Many employers haven't enabled it because most employees never asked. The contribution does not have to be on top of your existing CTC — it can be carved out of your existing CTC by reducing another component (most commonly special allowance). HR teams routinely accommodate this as a salary restructure. Confirm in writing that the change is to ‘employer contribution to NPS under Section 80CCD(2)’ and not your own contribution under 80CCD(1) — only the former is deductible without any impact on take-home calculation logic.

Key takeaways

The recommendation stays blunt, but the assumptions remain visible.

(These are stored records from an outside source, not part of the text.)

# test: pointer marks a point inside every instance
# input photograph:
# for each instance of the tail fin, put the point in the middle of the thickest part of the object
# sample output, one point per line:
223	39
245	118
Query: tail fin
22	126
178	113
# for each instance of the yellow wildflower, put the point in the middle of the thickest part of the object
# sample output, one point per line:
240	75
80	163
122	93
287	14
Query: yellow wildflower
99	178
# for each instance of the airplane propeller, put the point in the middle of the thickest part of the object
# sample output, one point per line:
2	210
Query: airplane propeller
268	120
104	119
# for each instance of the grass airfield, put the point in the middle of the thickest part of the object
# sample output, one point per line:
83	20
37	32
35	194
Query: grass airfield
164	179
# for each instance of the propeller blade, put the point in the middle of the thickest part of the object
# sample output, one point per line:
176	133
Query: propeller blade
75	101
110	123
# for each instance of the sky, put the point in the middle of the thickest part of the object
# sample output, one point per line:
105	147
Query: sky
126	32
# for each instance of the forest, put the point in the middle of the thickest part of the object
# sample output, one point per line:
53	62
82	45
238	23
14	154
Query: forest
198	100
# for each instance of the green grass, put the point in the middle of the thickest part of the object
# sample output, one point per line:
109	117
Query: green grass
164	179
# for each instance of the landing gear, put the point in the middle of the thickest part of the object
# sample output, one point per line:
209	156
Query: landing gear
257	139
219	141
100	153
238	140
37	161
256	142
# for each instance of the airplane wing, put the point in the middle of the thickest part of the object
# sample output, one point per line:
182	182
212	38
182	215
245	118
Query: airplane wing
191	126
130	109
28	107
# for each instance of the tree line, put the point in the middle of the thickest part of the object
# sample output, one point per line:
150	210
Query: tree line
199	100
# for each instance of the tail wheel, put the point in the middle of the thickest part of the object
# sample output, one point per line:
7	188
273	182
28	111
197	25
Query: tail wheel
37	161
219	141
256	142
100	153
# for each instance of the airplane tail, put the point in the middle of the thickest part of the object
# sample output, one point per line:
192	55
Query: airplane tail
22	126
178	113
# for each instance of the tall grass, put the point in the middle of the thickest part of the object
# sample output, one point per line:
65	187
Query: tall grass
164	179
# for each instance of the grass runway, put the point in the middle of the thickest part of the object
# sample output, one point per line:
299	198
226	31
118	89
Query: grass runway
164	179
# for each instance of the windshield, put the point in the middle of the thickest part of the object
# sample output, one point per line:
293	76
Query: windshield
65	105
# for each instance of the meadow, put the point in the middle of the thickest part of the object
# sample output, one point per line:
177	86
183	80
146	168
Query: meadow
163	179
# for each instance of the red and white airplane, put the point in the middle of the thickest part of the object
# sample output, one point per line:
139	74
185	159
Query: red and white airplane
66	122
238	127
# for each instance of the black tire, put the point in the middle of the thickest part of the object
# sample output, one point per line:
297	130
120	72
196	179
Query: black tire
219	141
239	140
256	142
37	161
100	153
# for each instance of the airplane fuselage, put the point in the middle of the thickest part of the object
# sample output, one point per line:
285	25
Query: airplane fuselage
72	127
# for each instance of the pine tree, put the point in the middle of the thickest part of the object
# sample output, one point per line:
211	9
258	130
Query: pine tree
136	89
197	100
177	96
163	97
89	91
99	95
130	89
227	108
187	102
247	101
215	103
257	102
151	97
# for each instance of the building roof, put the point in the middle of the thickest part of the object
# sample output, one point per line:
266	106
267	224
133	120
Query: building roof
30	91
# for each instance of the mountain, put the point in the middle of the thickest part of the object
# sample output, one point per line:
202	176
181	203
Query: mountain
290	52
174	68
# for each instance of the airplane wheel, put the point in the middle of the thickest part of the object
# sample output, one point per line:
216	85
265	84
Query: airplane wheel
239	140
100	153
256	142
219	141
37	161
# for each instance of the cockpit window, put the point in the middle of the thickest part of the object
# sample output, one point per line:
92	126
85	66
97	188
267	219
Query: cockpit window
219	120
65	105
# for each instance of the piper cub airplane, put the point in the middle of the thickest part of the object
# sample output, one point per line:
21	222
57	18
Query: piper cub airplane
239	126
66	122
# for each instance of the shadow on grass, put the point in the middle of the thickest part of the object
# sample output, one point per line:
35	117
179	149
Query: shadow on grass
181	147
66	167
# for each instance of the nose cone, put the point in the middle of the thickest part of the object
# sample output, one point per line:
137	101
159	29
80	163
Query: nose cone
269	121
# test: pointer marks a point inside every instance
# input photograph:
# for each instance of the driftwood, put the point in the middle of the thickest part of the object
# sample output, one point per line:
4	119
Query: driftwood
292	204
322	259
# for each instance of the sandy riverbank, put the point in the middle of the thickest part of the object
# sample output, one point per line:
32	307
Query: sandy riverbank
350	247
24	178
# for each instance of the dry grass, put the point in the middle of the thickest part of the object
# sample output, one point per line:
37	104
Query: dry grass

  • Section 80CCD(2) is the only meaningful deduction that survives in the new tax regime — every other major exemption (HRA, 80C, 80D, home-loan interest) is gone.
  • Budget 2024 raised the new-regime limit for private-sector employees from 10% to 14% of basic salary, matching the rate already available to government employees.
  • The deduction is over and above the ₹75,000 standard deduction and is available in both regimes — limit is 10% of basic in the old regime, 14% in the new.
  • At a 30% marginal slab, ₹1 lakh of employer NPS saves ₹31,200 in tax — but the corpus is locked until age 60 with mandatory annuitisation of at least 40% at exit.
  • It's a salary-restructure decision, not an investment-vs-spend decision: ask payroll to redirect part of special allowance into employer NPS contribution.